Cotton Famine Christmas Countdown Day 5: Christmas Comes!

Welcome to day five of our Cotton Famine Christmas Countdown! To get us in the festive (sort of) spirit, we’re featuring a seasonal Cotton Famine Poem every day in the run up to our special Christmas event with Jennifer Reid on 20th December. Free tickets for the event are available here: https://www.eventbrite.co.uk/e/the-twelve-cotton-famine-poems-of-christmas-tickets-52954230529

With one week to go, today’s poem is ‘Christmas Comes!’, an anonymous poem published in the Burnley Free Press on December 26th 1863. The commentary is by Lindsay Warner, a student on the ‘Poetry and Politics’ module in the Department of English at the University of Exeter.

CHRISTMAS COMES!

He comes! he comes! old Christmas comes,

   With his rosy face, so jolly.

His locks are white, and his voice old;

   But he’s wreath’d in verdant holly.

The berries of that deep green wreath,

   So ruddy and endearing,

Even now, in thought, stir up the heart

   With fancies bright and cheering.

 

’Tis true, there are some clouds o’erhead,

   That mar prospective glow,

And damp the feelings Christmas brings,

   ’Midst bitter frost and snow;

But still he comes – the stalwart comes,

   As he has done of yore,
Into the hearts of all mankind,

   Affection’s joys to pour.

 

Then let us now begin to plan

   Some method in our greeting,

That this year’s woes may be review’d

   At every social meeting.

Distress is rife, and coming months

   Will make it more severe;

Christmas will, to some poor men,

   Be comfortless and drear.

 

Then let us view with chasten’d eyes

   The various stores of food

This festive season always brings,

   However rare and good;

For all superfluous things should be

   Ignored for this one year,

The cost of which – a large amount –

   Would starving Christmas cheer.

 

Commentary

These four 8-line stanzas, each with a rhyme scheme of ABCBDEFE, contrast the “bright and cheering” festive spirit of the Christmas holiday to the “distress” people feel through the rest of the year. These oppositions that are separated into the first and second stanzas respectively collide in the final two stanzas, where the “chasten’d eyes” force a re-examination of the “rare” feast that the “festive season always brings”. The narrator enacts a reprimand for those who focus on the negatives during the holidays when there are others who are struggling more than them. Those fortunate enough to have a Christmas feast are told to ignore its extravagance because the joy of one Christmas banquet is enough to tackle the struggles the rest of the year brings.

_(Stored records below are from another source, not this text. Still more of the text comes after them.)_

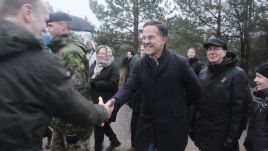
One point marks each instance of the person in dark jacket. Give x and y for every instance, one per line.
x=194, y=62
x=34, y=86
x=222, y=111
x=167, y=85
x=135, y=102
x=257, y=134
x=104, y=75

This sense of joy is furthered through the personification of Christmas. The poem opens with “He comes! he comes!”, which changes from the title’s proper noun “Christmas” to the personal pronoun “he”; the first stanza then goes on to physically describe this “he”. By embodying Christmas in a human entity, the poet allows readers to view the holiday as akin to an old friend always there to lift their spirits, despite the barriers of “bitter frost and snow”. This therefore depicts Christmas as being loyal and reliable companion even through winters blighted by the Cotton Famine.

Lindsay Warner, University of Exeter.

Victorian Christmas card from the collections of the Minnesota Historical Society.